Introduction and Motivation
Relighting of portrait images is a common task that can be used in many different applications e.g. for personal use, changing image media, or applying correct illumination in AR environments and avatar creation. Another potential use is correcting the light situation for security checks, for example, at border gates at the airport. Here, changing daylight, positioning of gates, and the random direction in which a subject approaches the camera will lead to different illuminations while recording an image to be processed. The different illumination conditions in the source and the target image complicate the detection rate. Our target is the relighting of portrait images for security applications, thus focusing on images that are recorded in environments that are moderately controlled, greatly reducing the interference from the outside world.

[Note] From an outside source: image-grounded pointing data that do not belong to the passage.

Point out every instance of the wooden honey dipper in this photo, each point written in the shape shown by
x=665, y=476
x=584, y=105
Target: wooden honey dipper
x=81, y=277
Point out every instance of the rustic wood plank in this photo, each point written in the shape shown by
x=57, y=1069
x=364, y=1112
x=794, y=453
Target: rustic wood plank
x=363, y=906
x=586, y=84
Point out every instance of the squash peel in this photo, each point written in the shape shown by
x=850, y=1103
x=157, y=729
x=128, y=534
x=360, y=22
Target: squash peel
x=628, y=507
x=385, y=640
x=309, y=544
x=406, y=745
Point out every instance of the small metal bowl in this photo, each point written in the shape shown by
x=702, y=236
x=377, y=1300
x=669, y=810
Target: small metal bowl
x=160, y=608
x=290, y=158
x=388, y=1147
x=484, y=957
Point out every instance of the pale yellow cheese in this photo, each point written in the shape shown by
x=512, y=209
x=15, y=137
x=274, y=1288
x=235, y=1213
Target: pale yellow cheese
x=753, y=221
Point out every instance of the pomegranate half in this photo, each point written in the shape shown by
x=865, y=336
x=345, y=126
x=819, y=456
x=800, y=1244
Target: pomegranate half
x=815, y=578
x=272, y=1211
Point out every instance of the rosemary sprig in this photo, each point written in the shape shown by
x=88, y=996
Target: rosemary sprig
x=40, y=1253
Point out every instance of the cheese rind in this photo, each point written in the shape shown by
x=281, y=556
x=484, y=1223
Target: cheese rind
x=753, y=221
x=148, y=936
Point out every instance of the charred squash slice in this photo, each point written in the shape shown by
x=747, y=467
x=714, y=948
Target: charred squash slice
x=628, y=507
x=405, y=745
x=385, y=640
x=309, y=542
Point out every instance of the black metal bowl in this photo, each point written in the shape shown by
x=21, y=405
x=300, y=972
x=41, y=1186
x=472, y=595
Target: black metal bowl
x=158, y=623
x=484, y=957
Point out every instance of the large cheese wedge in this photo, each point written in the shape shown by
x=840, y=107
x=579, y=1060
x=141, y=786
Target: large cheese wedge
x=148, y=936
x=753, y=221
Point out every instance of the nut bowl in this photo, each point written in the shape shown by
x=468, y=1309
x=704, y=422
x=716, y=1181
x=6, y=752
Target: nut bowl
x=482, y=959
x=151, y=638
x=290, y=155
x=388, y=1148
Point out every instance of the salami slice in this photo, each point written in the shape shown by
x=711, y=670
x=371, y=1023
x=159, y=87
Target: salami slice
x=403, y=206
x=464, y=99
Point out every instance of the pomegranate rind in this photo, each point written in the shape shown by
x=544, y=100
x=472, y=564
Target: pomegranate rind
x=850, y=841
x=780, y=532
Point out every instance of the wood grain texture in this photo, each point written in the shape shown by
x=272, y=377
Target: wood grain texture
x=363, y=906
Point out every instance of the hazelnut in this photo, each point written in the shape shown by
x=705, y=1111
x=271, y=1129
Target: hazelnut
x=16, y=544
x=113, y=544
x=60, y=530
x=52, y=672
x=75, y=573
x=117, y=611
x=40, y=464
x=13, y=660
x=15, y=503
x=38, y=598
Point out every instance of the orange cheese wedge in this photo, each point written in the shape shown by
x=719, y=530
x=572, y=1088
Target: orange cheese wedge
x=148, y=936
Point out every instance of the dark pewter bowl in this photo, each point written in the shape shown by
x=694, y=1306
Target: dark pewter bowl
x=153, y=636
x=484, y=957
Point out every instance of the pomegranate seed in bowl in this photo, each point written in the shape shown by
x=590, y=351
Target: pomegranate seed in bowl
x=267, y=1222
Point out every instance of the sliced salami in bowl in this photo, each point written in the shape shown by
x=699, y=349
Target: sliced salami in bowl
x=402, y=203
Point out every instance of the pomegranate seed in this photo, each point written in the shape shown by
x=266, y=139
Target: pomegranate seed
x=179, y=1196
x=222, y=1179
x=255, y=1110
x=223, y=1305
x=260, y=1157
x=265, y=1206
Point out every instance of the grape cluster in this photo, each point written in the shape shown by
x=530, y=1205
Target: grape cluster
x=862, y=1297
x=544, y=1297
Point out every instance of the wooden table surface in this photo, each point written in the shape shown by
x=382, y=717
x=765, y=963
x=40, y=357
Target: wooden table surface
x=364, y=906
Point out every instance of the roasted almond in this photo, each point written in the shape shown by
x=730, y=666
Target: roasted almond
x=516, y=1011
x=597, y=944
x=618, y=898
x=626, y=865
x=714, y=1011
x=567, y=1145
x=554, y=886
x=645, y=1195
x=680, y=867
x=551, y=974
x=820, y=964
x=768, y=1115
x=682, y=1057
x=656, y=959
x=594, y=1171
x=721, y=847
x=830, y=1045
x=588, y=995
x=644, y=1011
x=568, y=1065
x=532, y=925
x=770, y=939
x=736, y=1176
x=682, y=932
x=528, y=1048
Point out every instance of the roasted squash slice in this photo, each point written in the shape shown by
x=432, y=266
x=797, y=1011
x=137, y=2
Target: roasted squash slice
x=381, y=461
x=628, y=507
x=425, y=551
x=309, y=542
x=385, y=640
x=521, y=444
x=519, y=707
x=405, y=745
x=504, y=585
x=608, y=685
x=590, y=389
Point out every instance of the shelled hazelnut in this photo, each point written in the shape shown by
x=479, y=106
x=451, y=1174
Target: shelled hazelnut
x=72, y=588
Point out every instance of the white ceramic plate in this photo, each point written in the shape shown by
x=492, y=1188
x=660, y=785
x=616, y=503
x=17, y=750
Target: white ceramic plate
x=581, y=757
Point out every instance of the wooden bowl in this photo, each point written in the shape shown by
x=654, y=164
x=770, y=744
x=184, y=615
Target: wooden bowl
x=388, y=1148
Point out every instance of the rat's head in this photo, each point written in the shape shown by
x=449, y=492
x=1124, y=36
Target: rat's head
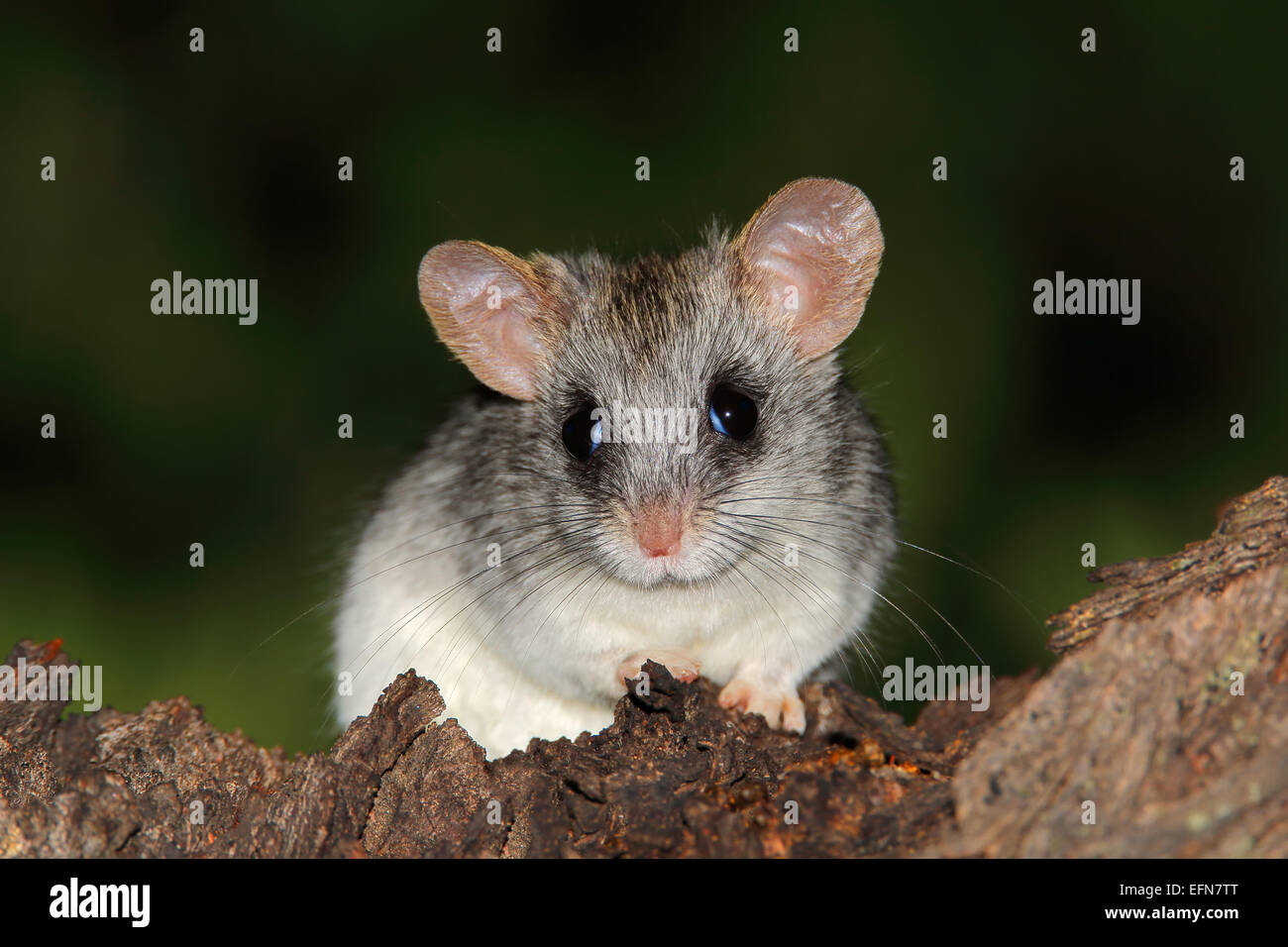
x=665, y=394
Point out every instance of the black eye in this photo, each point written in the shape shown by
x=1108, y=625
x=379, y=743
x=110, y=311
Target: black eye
x=732, y=412
x=583, y=434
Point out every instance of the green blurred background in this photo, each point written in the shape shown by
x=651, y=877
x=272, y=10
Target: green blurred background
x=174, y=429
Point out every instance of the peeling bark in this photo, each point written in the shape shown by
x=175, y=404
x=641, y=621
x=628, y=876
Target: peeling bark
x=1137, y=718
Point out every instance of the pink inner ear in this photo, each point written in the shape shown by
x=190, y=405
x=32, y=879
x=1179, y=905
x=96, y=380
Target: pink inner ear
x=822, y=237
x=497, y=344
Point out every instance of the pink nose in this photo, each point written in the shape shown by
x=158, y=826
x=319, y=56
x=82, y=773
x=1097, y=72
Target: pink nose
x=660, y=530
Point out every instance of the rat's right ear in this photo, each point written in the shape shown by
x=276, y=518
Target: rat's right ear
x=812, y=252
x=484, y=303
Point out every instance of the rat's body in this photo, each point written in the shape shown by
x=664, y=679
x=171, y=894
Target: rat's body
x=750, y=554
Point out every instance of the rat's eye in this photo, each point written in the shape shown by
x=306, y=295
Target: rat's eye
x=583, y=434
x=732, y=412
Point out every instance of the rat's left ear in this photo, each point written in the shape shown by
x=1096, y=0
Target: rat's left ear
x=812, y=252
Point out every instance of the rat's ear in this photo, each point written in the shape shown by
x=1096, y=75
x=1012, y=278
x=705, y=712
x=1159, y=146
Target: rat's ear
x=484, y=303
x=812, y=252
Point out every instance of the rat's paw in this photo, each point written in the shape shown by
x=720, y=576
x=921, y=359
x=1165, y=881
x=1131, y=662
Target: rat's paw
x=781, y=707
x=682, y=667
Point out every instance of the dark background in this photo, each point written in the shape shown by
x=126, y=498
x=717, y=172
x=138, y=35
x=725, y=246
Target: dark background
x=174, y=429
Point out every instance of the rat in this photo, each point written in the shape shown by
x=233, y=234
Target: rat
x=540, y=549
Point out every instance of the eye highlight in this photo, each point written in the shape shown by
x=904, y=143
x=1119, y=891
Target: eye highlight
x=583, y=434
x=733, y=412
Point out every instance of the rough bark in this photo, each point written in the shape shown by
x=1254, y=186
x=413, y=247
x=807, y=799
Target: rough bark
x=1136, y=718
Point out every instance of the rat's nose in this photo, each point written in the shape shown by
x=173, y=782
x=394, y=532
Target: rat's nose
x=660, y=530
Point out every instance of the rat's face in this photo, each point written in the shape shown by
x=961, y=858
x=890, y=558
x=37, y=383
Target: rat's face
x=669, y=401
x=671, y=394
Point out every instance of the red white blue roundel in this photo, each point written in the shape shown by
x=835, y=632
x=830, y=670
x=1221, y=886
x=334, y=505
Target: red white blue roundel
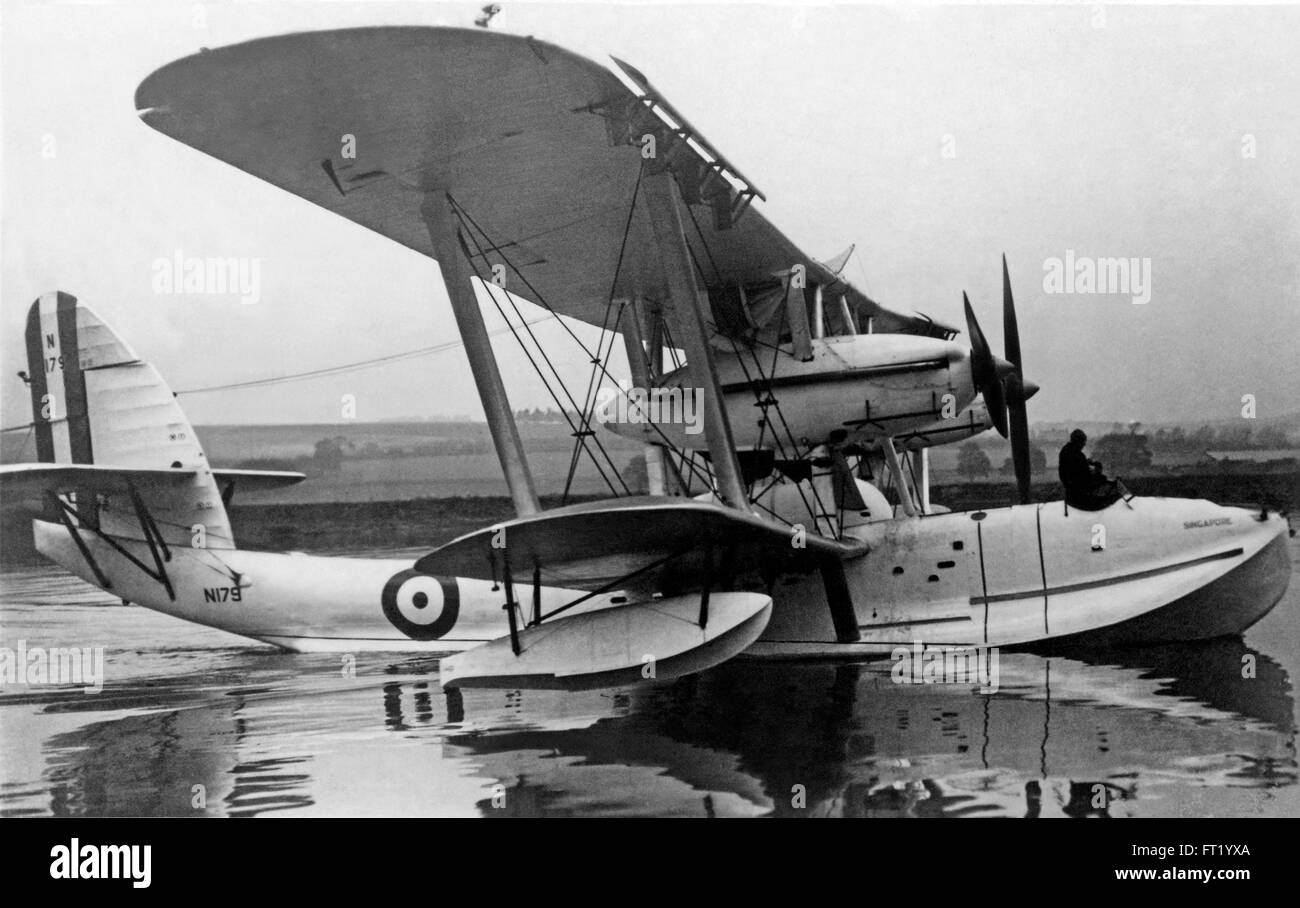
x=420, y=605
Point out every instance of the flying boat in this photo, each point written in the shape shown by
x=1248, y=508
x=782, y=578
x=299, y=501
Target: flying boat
x=796, y=522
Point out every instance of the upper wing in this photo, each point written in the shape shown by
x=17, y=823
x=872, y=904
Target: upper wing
x=540, y=147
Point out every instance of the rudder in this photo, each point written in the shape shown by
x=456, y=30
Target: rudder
x=94, y=401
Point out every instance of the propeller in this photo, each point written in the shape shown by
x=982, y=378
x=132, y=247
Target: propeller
x=1002, y=384
x=1018, y=390
x=984, y=371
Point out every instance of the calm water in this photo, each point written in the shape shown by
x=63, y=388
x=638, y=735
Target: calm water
x=1166, y=731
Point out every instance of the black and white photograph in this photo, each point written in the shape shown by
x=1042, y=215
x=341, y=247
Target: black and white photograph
x=536, y=409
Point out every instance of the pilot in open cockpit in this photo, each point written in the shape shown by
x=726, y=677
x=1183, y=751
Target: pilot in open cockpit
x=1086, y=487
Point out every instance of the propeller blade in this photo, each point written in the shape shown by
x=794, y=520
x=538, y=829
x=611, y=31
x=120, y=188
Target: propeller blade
x=1010, y=329
x=1019, y=436
x=1017, y=393
x=984, y=372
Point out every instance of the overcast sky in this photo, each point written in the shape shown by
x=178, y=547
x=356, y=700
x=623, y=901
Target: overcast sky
x=934, y=138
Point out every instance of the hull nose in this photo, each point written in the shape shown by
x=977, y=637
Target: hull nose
x=1242, y=596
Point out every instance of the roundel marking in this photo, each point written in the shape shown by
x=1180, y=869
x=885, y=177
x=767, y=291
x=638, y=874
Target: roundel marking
x=421, y=605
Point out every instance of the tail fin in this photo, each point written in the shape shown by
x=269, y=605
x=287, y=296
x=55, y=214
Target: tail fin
x=94, y=401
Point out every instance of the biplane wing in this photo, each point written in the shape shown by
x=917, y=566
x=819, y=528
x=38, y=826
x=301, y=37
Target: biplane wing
x=637, y=543
x=541, y=150
x=688, y=578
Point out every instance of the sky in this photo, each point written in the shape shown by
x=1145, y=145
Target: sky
x=935, y=138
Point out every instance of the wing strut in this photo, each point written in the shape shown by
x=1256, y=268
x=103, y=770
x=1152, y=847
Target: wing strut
x=662, y=198
x=900, y=480
x=441, y=223
x=635, y=345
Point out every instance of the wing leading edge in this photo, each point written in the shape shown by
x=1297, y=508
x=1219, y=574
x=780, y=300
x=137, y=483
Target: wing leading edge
x=540, y=147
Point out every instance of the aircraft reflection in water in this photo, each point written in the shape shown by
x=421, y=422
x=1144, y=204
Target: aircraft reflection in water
x=863, y=746
x=1064, y=735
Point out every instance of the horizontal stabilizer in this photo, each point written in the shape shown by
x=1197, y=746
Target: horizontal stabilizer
x=30, y=481
x=33, y=480
x=661, y=639
x=594, y=544
x=258, y=480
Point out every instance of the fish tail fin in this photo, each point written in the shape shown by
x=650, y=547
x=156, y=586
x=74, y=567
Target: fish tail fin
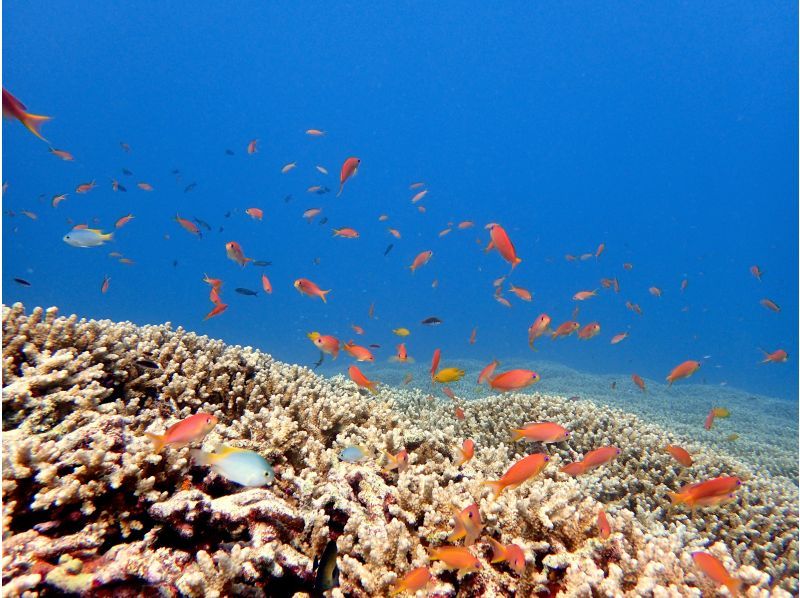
x=496, y=485
x=34, y=122
x=158, y=441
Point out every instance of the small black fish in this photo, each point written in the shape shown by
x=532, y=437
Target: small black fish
x=203, y=223
x=327, y=576
x=248, y=292
x=148, y=364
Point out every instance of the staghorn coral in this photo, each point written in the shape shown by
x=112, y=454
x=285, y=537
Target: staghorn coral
x=88, y=505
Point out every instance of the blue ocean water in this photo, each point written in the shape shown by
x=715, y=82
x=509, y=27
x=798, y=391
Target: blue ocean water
x=668, y=132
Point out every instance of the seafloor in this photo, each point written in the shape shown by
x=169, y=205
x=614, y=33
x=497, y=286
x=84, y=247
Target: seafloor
x=88, y=508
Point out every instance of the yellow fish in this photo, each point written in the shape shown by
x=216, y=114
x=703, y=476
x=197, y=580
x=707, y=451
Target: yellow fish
x=446, y=375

Due to the unavailability of large-scale ground truth dataset of portrait images with different controlled illumination settings, we captured an own dataset to train our model. Our light stage setup consists of a circular grid with 70 lamps surrounding the recorded person. For each participant, we create a "one-light-on-at-a-time" image series in three different light colors.Each light situation is captrued with a multi-view camera setup consisting of seven cameras, with approximately 15-degree angle to each other. Thus, in approximately 5 min 220 images in seven cameras resulting in 1540 images per participant are recorded.
Inspired by recent Deep Image Relighting approaches, we use a Basic U-Net structure as the base network (see below). The target light is injected into the encoded part of the network by a second small network. Here, the geometry and image information is split from the shading and light information. Disentangling these follows the main target of the relighting task that image details will stay the same while only the light should be changed.
For further disentanglement, we propose to assume a multiplicative image formation model. Instead of letting the network predict the target image, the task is to predict a multiplication matrix that transforms the input image to the output image by pixel-wise mutliplication. This approach makes the model more robust and forces the network to concentrate on differences created be the different lighting situations rather that facial details.
Furthermore, the utilization of a multiplicative image formation model allows the incorporatrion of additional constraints to guide the training. One example is the assupmtion that shading varies smoothly. Hence, we use a variation loss enforcing local smoothness of the multiplicative mask and reducing the introduction of noise, thereby reducing artefacts in the final image.
One of the main advantages is of our problem formulation is that the operation is invertable, which can be exploited during training by introducing a second inverse pass, thereby implicitely increasing the number of available training pairs.
During recording, movements cannot be completely avoided due to the time passing in-between recordings. Hence the trainign pairs are not perfectly aligned making generalization difficult. We proposea mption compensated loss inspired by classical block matching. This loss compares windows of the generated image with the ground truth in a search widnow and calculates the loss on the best fitting position.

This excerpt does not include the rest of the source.